Rough Rider for Truth

h/t Glenn Greenwald

Teddy Roosevelt’s thoughts on criticism of the President. ‘Nuff said.

The President is merely the most important among a large number of public servants. He should be supported or opposed exactly to the degree which is warranted by his good conduct or bad conduct, his efficiency or inefficiency in rendering loyal, able, and disinterested service to the Nation as a whole.

Therefore it is absolutely necessary that there should be full liberty to tell the truth about his acts, and this means that it is exactly necessary to blame him when he does wrong as to praise him when he does right.
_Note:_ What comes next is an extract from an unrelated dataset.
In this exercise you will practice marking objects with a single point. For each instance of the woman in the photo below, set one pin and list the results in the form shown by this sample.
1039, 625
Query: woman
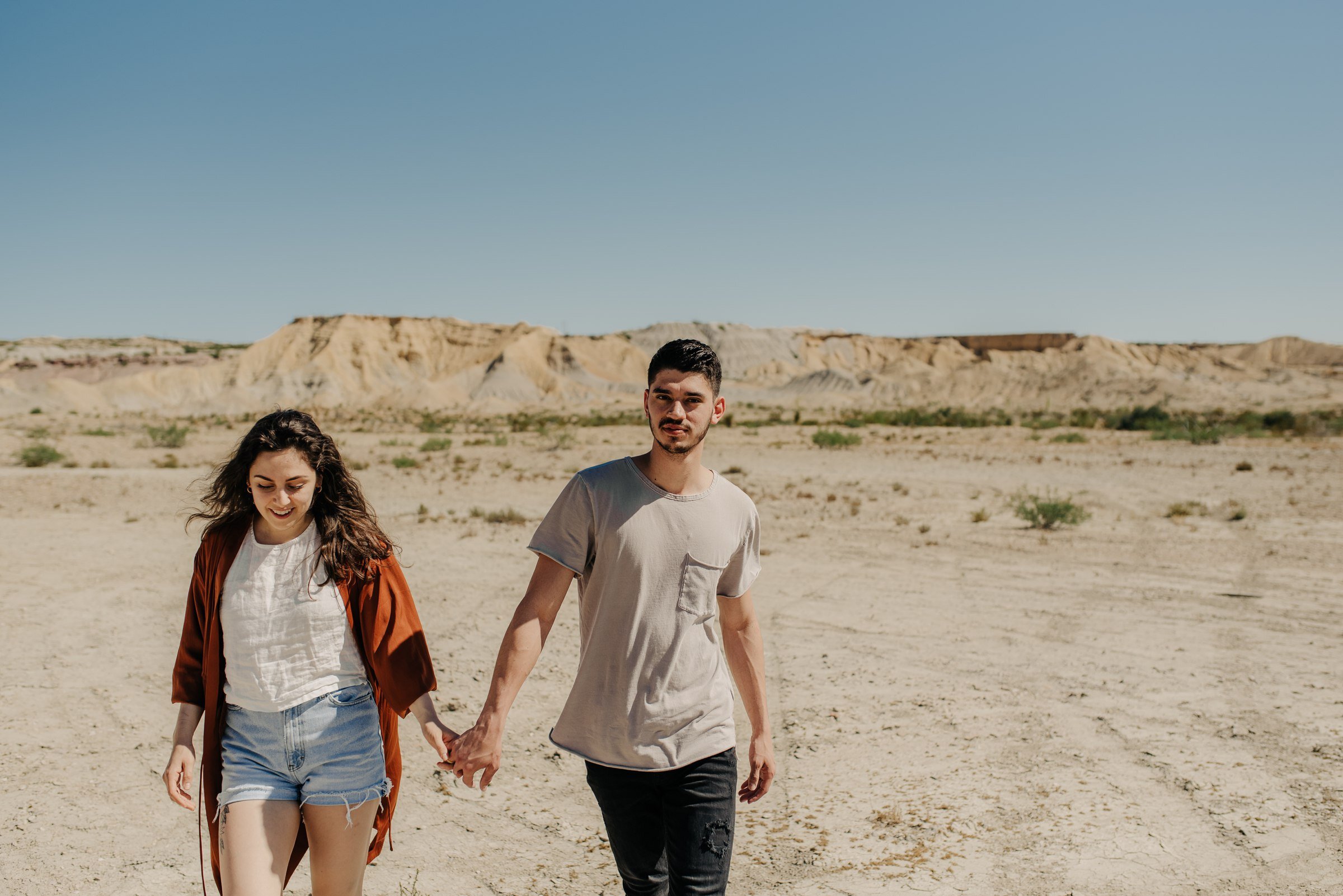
301, 648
Any other attitude in an American citizen is both base and servile.

To announce that there must be no criticism of the President, or that we are to stand by the President, right or wrong, is not only unpatriotic and servile, but is morally treasonable to the American public. Nothing but the truth should be spoken about him or any one else. But it is even more important to tell the truth, pleasant or unpleasant, about him than about any one else.

4 Swings of the bat:

Dad29 said...

That's the long way of saying what I have posted at the top of my blog--the quote from Mark Twain.

Other Side said...

Well, come on ... Twain was a writer. Roosevelt was a politician.

Good for you, though. See, we're really not all that different ... lol.

Dad29 said...

I'll reserve judgment on our degree of difference until after your father and I have met for cocktails--which YOU will buy.

Other Side said...

Well, give him a call. He lives in Monona, last name is Rock. I'd suggest using a name other than dad29. He'll hang up.